Scrivener for Games Design

Just wondering if anyone else is abusing Scrivener for the making of game design docs?

I find it ideal, games design are often lots of little chunks of information in a hierarchal format. I liberally throw folders around and give each chunk a sub-category. Easy to add pictures into the correct places, all the good things that work for stories and scripts work for game design docs, though perhaps even more because the art form itself is non-linear so the game design doc will undergo a lot of moving and editing that Scrivener excels at.

We also need to track a lot research and reference info, so the research folder works well.

The only problem I have is export, but thats more of creating a template I think. At the moment I tend to just get it to export everything including formatting and tidy up in Word or html/wiki whatever its being exported too.

I have used it to produce two of the books for the future nexus world. Right now using Open Office for the next one, mostly because a bad back means even the light lappie is staying home…

But yes, I have used it for those goals, and as you said, export can be a little problematic. Oh and shhh… don’t let MS know this, but WORD 7 is an excellent DTP light engine… so is Pages by the by.

<---------- power user…
:smiley:

But be aware word 7 can and will eat documents NOT originally created in it… at times…

Hi,

It’s great to hear about Scrivener being used for different purposes - especially for another of my great loves, video games…

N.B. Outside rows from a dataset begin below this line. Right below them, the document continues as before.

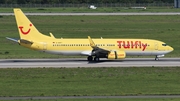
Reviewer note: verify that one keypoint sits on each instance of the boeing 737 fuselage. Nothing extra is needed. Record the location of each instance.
(94, 49)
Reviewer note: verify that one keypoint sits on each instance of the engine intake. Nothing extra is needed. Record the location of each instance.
(116, 55)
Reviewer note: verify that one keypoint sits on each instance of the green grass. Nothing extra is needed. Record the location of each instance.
(164, 28)
(85, 9)
(89, 81)
(109, 99)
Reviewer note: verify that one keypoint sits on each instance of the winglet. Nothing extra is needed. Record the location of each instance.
(92, 44)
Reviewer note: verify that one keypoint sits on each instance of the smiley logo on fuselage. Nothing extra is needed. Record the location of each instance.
(25, 32)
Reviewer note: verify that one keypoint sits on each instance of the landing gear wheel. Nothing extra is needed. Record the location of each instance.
(96, 59)
(89, 58)
(156, 58)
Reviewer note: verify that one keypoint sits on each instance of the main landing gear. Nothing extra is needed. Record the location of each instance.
(90, 58)
(156, 58)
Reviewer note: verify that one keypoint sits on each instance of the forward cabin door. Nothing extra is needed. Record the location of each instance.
(156, 46)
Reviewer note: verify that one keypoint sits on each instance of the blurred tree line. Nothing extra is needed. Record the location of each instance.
(80, 1)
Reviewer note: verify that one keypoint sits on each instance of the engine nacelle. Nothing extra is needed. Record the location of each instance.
(116, 55)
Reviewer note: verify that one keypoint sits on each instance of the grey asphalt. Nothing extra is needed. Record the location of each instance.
(82, 62)
(147, 13)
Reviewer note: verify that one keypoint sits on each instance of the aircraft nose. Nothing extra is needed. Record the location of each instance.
(170, 49)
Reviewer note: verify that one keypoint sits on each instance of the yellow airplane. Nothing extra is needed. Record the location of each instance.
(94, 49)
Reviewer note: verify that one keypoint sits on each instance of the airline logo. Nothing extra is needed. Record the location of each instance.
(25, 32)
(132, 45)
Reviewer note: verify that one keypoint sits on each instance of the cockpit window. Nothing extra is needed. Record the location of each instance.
(164, 44)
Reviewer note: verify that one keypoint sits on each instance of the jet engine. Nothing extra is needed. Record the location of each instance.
(116, 55)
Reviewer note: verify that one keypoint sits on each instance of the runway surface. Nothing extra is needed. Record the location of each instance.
(50, 14)
(82, 62)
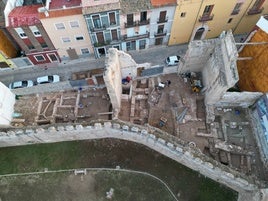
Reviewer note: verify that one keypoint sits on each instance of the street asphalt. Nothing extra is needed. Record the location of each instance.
(155, 55)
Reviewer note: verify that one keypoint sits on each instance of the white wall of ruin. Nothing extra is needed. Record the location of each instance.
(240, 99)
(7, 102)
(113, 79)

It should definitely be possible to set up a template for a game design document (it should be even easier in 2.0 which allows much more flexibility in controlling the compile process). If you lay out exactly what you think should go into a template for a design document of this sort, I may even be interested in including a template in the basic install of version 2.0.

All the best,
Keith

Me I use it for paper and pencil not computer games.

Yes, here. :slight_smile: I’ve written a full Game Design document for a Nintendo DS title and lot of story documents for games in Scrivener. Furthermore, I set up a Scrivener file for every game project I’m working on - therein I import all files I receive, archive compiled files I sent out and import the most relevant mails. In this case I don’t use the binder with hierarchical folders, but rather follow the rule: the latest files and communication is at the bottom. Works well for me.

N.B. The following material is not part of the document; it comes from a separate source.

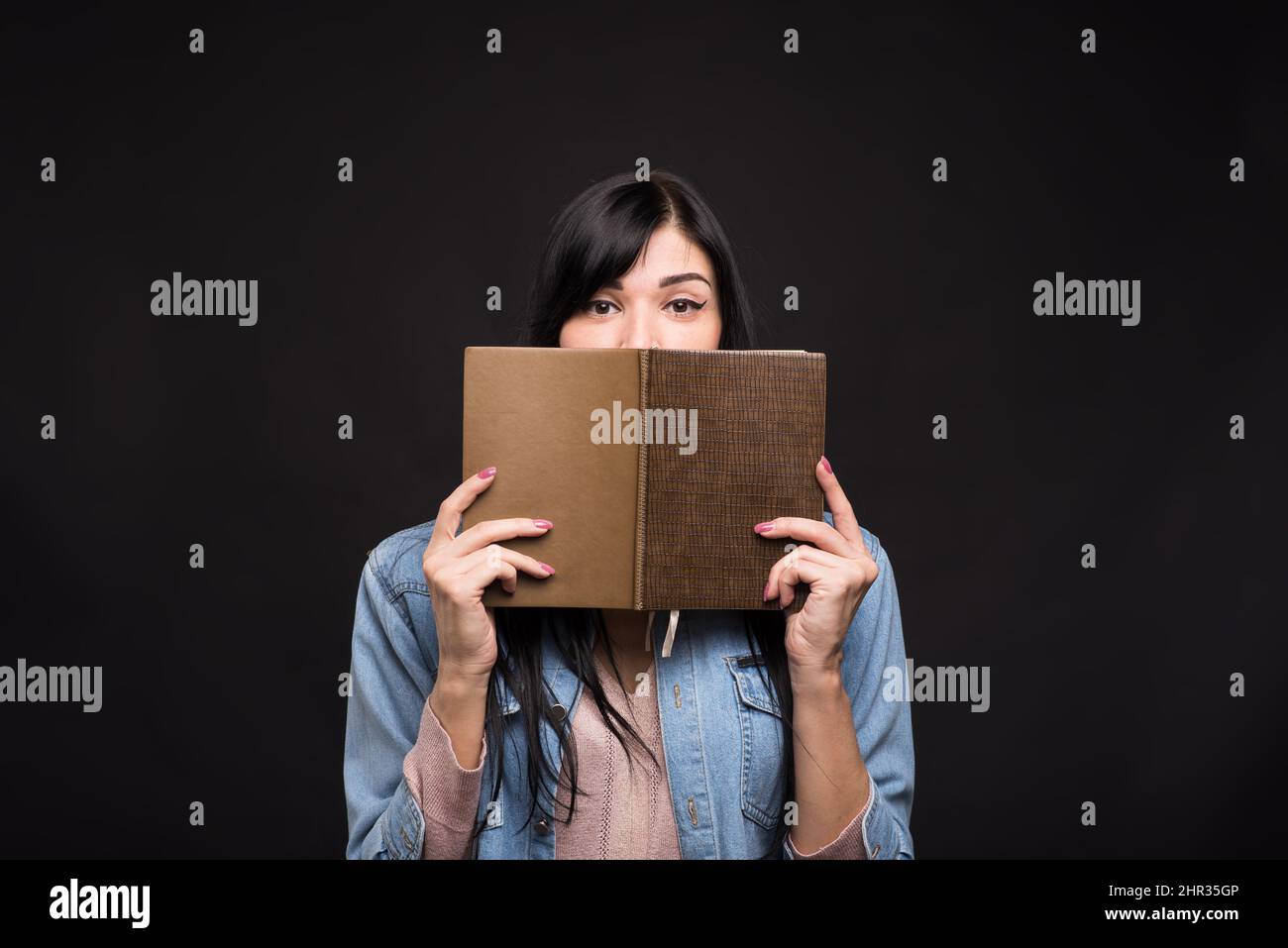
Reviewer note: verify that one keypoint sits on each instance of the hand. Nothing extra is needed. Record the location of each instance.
(459, 569)
(837, 569)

A great aspect is the chance to change into scriptwriting mode within the app and have an easy to use environment in which to write dialogue for a game.

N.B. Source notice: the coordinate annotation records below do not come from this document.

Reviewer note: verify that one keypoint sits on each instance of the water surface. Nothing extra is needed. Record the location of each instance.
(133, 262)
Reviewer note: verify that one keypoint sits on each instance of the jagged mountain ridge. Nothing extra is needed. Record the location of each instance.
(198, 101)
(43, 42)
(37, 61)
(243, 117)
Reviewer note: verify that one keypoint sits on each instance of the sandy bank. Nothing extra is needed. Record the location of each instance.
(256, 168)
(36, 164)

Concerning templates for games … I doubt there really is one. Game Design docs are very different for every game and genre. A doc for a real-time strategy game is totally different from an adventure. And as far as I can tell more and more companies tend to work in wikis.

My biggest wish as writer for games would be: save me from Excel! Sadly, this is the tool that’s used for dialogue assets. To write creatively in Excel feels … wrong. But with game dialogue you have lots of parameters for every line (and possibly many languagues to localize into), so you need columns, of which many are user-defined.

But it can be worse - when a company decides to develop their own text tool … that’s when the fun begins.

To write dialogue for a game in Scrivener, with all benefits of the binder, the notecards, full screen etc - that would be dream come true.